Les effets biologiques observés suite à une exposition particulaire sont dictés par les caractéristiques physiques et chimiques de la particule. Ainsi le facteur physique le plus critique, outre la taille des particules, est la surface spécifique de ces dernières. En effet plus la surface est élevée, plus il y aura de sites de réactions avec le milieu environnant. Des études montrent ainsi une augmentation des effets inflammatoires des particules avec l’augmentation de la surface spécifique ou la diminution du diamètre (Lison et al., 1997 ;

1.4.5.4 Effet des HAP

Plusieurs études démontrent le rôle des espèces chimiques, notamment des hydrocarbures aromatiques polycycliques, associés à la surface des particules, sur les effets inflammatoires.

Une étude de Fahy et al. (2000) montre une augmentation de la production d’IL-8, suite à la stimulation de cellules mononuclées du sang périphérique par des HAP associés à des particules d’échappement diesel. De même de Bonvallot et al. (2001) observent une réponse inflammatoire accrue des particules d’échappement diesel en contact avec des cellules épithéliales du tractus respiratoire, lorsque ces particules sont recouvertes de HAP par rapport à des particules diesels propres.

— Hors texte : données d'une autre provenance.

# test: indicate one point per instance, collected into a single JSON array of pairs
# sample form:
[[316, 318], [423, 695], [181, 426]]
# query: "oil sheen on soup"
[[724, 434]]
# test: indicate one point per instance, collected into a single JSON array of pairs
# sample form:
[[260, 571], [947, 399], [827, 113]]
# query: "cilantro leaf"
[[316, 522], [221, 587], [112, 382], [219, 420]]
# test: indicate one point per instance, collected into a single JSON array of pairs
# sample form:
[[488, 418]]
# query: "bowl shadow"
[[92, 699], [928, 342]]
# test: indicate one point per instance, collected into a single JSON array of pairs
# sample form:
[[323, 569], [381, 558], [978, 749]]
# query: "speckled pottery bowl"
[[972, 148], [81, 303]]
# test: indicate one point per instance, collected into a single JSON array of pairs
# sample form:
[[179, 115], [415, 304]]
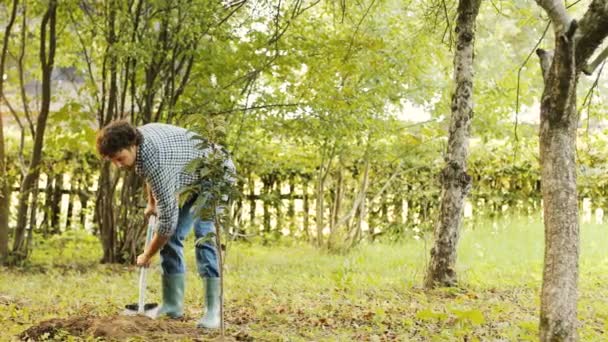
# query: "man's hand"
[[143, 260], [150, 210]]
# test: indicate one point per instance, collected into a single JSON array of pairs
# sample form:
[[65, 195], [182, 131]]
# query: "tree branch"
[[588, 69], [556, 10], [546, 57]]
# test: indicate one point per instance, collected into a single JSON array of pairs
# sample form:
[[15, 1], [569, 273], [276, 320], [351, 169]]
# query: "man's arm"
[[160, 187], [151, 207]]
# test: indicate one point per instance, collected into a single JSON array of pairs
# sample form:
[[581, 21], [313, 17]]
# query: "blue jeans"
[[172, 253]]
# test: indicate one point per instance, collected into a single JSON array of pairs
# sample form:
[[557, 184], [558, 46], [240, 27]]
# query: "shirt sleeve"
[[162, 183]]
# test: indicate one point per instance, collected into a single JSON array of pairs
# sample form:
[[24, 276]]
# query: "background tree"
[[29, 185], [455, 180], [575, 43], [4, 184]]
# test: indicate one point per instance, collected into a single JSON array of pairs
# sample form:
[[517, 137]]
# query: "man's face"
[[125, 158]]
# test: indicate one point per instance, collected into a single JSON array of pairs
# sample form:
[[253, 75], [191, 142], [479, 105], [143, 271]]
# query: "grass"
[[295, 292]]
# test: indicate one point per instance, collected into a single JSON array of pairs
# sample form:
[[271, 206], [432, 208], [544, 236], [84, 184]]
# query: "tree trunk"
[[306, 205], [5, 195], [574, 44], [55, 208], [104, 213], [455, 181], [47, 60], [252, 201]]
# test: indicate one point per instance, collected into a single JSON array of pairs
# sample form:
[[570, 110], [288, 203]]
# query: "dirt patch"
[[120, 328]]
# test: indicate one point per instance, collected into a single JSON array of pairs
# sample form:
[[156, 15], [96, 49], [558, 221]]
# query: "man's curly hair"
[[116, 136]]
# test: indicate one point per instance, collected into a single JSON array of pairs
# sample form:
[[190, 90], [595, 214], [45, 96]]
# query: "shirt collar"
[[139, 167]]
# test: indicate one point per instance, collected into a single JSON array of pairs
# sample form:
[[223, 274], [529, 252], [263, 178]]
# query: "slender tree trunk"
[[5, 195], [47, 60], [55, 207], [252, 201], [454, 178], [574, 44], [306, 205], [291, 211], [105, 214]]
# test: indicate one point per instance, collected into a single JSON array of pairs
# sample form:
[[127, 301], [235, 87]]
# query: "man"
[[159, 153]]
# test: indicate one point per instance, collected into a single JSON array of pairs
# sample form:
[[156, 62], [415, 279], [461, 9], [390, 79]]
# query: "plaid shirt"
[[161, 159]]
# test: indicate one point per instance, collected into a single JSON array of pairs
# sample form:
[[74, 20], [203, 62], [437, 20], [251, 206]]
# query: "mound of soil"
[[119, 328]]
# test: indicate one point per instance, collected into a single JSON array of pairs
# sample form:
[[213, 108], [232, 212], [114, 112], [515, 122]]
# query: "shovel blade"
[[149, 310]]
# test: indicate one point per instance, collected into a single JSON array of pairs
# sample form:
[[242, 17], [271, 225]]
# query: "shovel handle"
[[143, 270]]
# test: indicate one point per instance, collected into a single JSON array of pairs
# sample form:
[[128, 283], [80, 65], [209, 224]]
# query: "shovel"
[[141, 307]]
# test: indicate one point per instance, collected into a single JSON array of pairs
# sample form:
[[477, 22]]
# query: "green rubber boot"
[[211, 319], [173, 296]]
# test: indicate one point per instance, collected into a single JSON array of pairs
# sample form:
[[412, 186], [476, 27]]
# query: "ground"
[[293, 291]]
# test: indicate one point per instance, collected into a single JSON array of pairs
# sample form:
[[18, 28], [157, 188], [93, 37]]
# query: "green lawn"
[[297, 293]]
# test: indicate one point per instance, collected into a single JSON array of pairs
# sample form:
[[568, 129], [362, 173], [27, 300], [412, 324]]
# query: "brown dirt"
[[120, 328]]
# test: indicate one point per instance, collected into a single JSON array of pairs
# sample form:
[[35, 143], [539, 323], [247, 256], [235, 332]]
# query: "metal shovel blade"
[[141, 307], [149, 309]]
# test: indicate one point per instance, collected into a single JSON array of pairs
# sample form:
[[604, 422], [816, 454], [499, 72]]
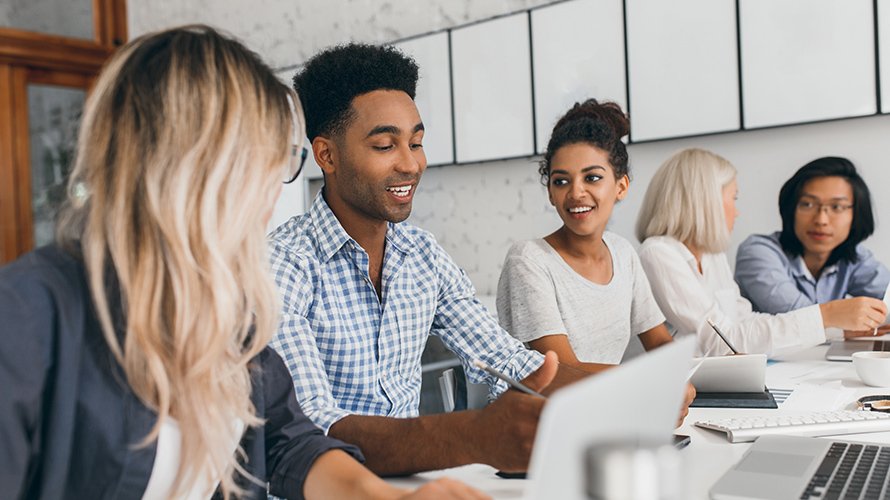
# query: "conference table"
[[803, 382]]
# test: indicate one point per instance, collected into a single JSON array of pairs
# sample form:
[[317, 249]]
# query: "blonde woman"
[[133, 358], [684, 225]]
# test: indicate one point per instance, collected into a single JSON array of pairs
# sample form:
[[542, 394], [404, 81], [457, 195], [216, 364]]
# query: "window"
[[50, 54]]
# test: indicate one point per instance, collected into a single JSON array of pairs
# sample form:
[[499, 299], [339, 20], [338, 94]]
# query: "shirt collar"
[[330, 236], [800, 269]]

Goulaouic (2009) observent néanmoins une réponse inflammatoire diminuée lorsque des HAP sont adsorbés en surface de black carbon comparée à des HAP seuls. En effet les HAP adsorbés à la surface de particules ne sont pas directement toxiques : une désorption est nécessaire. Leur biodisponibilité dépend alors du niveau de solubilisation de ces derniers dans le milieu biologique.

Koike et al. (2014) suggèrent une cytotoxicité des HAP relative à leur structure (nombre de cycles benzéniques et de groupes fonctionnels). Ainsi le naphtalène et le phénanthrène n’ont pas présenté de cytotoxicité par rapport à des cellules épithéliales bronchiques (BEAS-2B). Par contre, leurs dérivés oxygénés (naphtoquinone, phénanthrènequinone) et le pyrène ont engendré une augmentation de la production d’IL-6, cytokine pro-inflammatoire.

Les HAP sont par ailleurs impliqués dans l’exacerbation des réactions inflammatoires allergiques. Des études montrent notamment que la stimulation de cellules mononuclées du sang périphérique par des HAP présents à la surface de particules d’échappement diesel favorisent le recrutement de cellules Th2 associées à des réactions allergiques (Fahy et al., 2002) (Sénéchal et al., 2003). Le benzo[a]pyrène a été notamment montré comme ayant un effet adjuvant sur la réponse immune en réponse à un stimulus allergénique, in vitro et in vivo. Ainsi dans un modèle d’asthme allergique, le BAP augmente la production de cytokines Th2, témoins de l’inflammation pulmonaire allergique (Kadkhoda et al., 2005). L’anthracène, quant à lui, induit un effet adjuvant sur la réponse humorale spécifique d’allergène, augmentant en particulier la synthèse d’IgE spécifiques de l’allergène, et ceci dans des modèles in vivo de sensibilisation allergique (Heo et al., 2001). Le phénantrènequinone a également été impliqué dans la réaction inflammatoire allergique, avec un effet favorisant

l’infiltrat de cellules inflammatoires au niveau pulmonaire et la réponse humorale allergène spécifique (Hiyoshi et al., 2005).